L’idée est de se servir des réseaux sociaux pour parler directement au « peuple » et enjamber les intermédiaires traditionnels qu’étaient les partis, les syndicats ou encore les médias… Cette volonté de faire disparaître les intermédiaires et la régulation donne sa toute-puissance à la démagogie cognitive.

. La bataille des récits

De la nature des récits qui s’imposeront à nos esprits dépendra la façon dont nous userons du plus précieux de tous les trésors, notre temps de cerveau disponible.

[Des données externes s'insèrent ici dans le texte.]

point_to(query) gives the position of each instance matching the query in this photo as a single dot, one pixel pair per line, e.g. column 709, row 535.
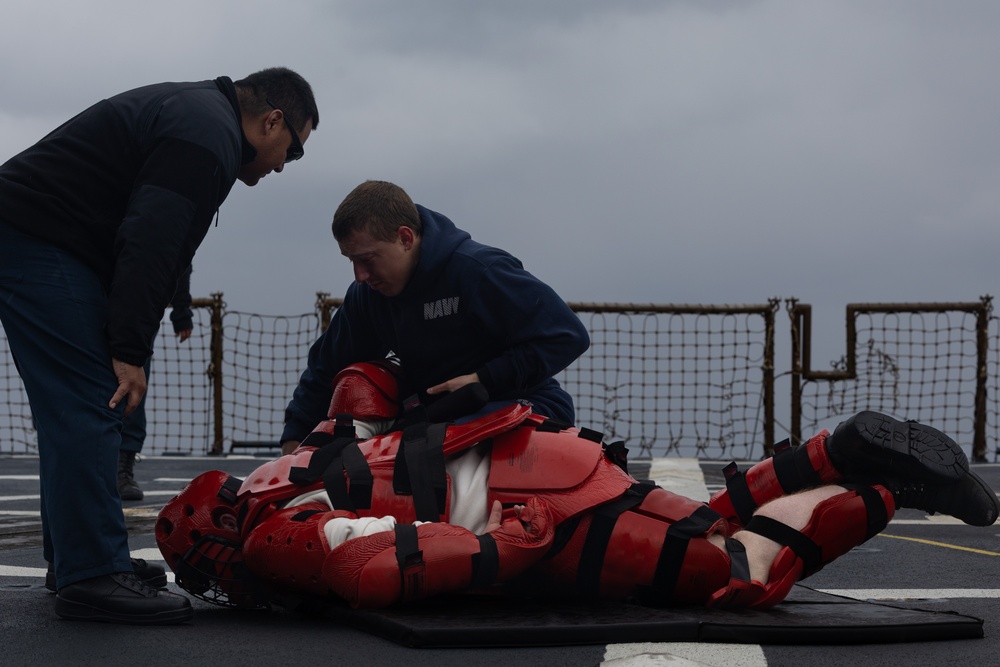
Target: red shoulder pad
column 528, row 459
column 462, row 436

Conclusion: LA LUTTE FINALE

En fluidifiant les relations entre l’offre et la demande, la dérégulation du marché cognitif nous abandonne à des boucles addictives profondément enracinées dans notre nature. Et nous ne sommes peut-être qu’au début du processus.

Devrons-nous nous satisfaire de ce que le temps de cerveau libéré par l’externalisation des tâches algorithmiques soit préempté par les plaisirs offerts d’un monde alternatif et chimérique?

La situation d’apocalypse cognitive correspond logiquement au moment où les systèmes sociaux les plus libres promeuvent la désintermédiation sociale.. Ce faisant, elle voit se reporter par un simple effet de transition les carences individuelles au niveau collectif. La tentation du court-termisme, par exemple, qui pèse si bien sur notre cerveau, peut facilement devenir une caractéristique de la décision collective. Plus symptomatique encore est l’aveuglement fréquent aux conséquences secondaires de nos actions.

Seules les institutions qui savent capitaliser sur leurs erreurs parviennent à survivre et à progresser. C’est vrai aussi pour les entreprises, puisque celles qui se montrent obnubilées par leurs résultats trimestriels connaissent un taux de croissance à long terme beaucoup plus faible que celles qui ont des stratégies de plus long terme.

Nous sommes cependant la seule espèce à être capable de penser notre destin avec une telle profondeur temporelle, la seule à pouvoir prendre en compte les conséquences primaires et secondaires de nos actions. Il nous reste seulement à réaliser toute notre potentialité.